MetaWIBELE – The Huttenhower Lab

MetaWIBELE

MetaWIBELE (Workflow to Identify novel Bioactive Elements in the microbiome) is a workflow to efficiently and systematically identify and prioritize potentially bioactive (and often uncharacterized) gene products in microbial communities. It prioritizes candidate gene products from assembled metagenomes using a combination of sequence homology, secondary-structure-based functional annotations, phylogenetic binning, ecological distribution, and association with environmental parameters or phenotypes to target candidate bioactives.

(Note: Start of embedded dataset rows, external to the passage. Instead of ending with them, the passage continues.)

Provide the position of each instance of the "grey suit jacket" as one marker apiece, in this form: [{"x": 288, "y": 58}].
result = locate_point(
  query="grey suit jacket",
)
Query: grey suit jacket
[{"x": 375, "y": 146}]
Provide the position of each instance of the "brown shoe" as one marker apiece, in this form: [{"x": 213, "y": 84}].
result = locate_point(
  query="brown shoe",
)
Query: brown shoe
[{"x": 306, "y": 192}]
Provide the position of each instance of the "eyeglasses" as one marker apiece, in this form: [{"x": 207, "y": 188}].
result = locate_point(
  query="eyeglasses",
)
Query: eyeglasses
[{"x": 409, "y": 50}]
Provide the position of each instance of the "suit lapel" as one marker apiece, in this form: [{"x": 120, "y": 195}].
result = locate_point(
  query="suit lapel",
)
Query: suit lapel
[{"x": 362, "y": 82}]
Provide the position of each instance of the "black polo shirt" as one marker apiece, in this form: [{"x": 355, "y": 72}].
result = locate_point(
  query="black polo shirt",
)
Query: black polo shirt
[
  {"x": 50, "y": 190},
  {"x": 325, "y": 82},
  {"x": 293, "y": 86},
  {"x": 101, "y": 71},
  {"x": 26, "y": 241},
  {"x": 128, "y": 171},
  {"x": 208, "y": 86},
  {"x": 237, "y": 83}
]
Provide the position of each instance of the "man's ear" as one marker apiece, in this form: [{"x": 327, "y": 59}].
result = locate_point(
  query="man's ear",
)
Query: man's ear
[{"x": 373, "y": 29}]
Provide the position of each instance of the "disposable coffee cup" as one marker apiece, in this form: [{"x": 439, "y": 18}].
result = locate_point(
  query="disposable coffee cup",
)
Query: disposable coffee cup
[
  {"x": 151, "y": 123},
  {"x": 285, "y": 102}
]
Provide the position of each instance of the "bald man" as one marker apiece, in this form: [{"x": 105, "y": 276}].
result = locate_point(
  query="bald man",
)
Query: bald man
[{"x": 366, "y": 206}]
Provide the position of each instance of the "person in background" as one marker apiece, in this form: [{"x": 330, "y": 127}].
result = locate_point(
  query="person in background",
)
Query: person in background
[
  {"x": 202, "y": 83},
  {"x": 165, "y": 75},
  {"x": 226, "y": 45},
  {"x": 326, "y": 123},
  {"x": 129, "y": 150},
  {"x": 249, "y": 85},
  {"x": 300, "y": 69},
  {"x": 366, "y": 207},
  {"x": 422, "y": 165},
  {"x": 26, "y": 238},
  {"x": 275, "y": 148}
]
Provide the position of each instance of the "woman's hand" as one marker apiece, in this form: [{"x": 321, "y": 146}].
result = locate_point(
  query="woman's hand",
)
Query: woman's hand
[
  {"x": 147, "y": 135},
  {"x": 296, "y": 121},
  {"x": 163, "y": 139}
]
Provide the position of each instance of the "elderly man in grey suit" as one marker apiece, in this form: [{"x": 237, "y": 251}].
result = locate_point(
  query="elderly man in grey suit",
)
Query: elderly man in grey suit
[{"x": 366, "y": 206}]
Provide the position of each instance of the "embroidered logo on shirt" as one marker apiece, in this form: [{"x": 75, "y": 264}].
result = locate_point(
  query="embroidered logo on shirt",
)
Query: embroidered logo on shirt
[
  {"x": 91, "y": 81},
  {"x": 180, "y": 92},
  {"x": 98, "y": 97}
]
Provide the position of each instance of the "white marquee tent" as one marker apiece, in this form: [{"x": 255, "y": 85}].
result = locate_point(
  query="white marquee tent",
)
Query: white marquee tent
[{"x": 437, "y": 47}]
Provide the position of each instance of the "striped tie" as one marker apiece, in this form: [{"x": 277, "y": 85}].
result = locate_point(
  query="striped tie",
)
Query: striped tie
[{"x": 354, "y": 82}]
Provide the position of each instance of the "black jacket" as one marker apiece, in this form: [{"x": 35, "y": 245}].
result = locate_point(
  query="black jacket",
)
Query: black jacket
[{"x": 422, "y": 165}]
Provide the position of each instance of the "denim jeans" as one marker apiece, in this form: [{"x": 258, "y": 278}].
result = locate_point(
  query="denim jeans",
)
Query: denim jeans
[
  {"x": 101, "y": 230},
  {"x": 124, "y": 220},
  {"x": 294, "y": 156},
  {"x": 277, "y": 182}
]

User manual || Tutorial || Forum

Citation:
Yancong Zhang, Amrisha Bhosle, Sena Bae, Lauren J. McIver, Gleb Pishchany, Emma K. Accorsi, Kelsey N. Thompson, Cesar Arze, Ya Wang, Ayshwarya Subramanian, Sean M. Kearney, April Pawluk, Damian R. Plichita, Gholamali Rahnavard, Afrah Shafquat, Ramnik J. Xavier, Hera Vlamakis, Wendy S. Garrett, Andy Krueger, Curtis Huttenhower*, Eric A. Franzosa*. Discovery of Bioactive Microbial Gene Products in Inflammatory Bowel Disease. Nature, 606: 754–760 (2022)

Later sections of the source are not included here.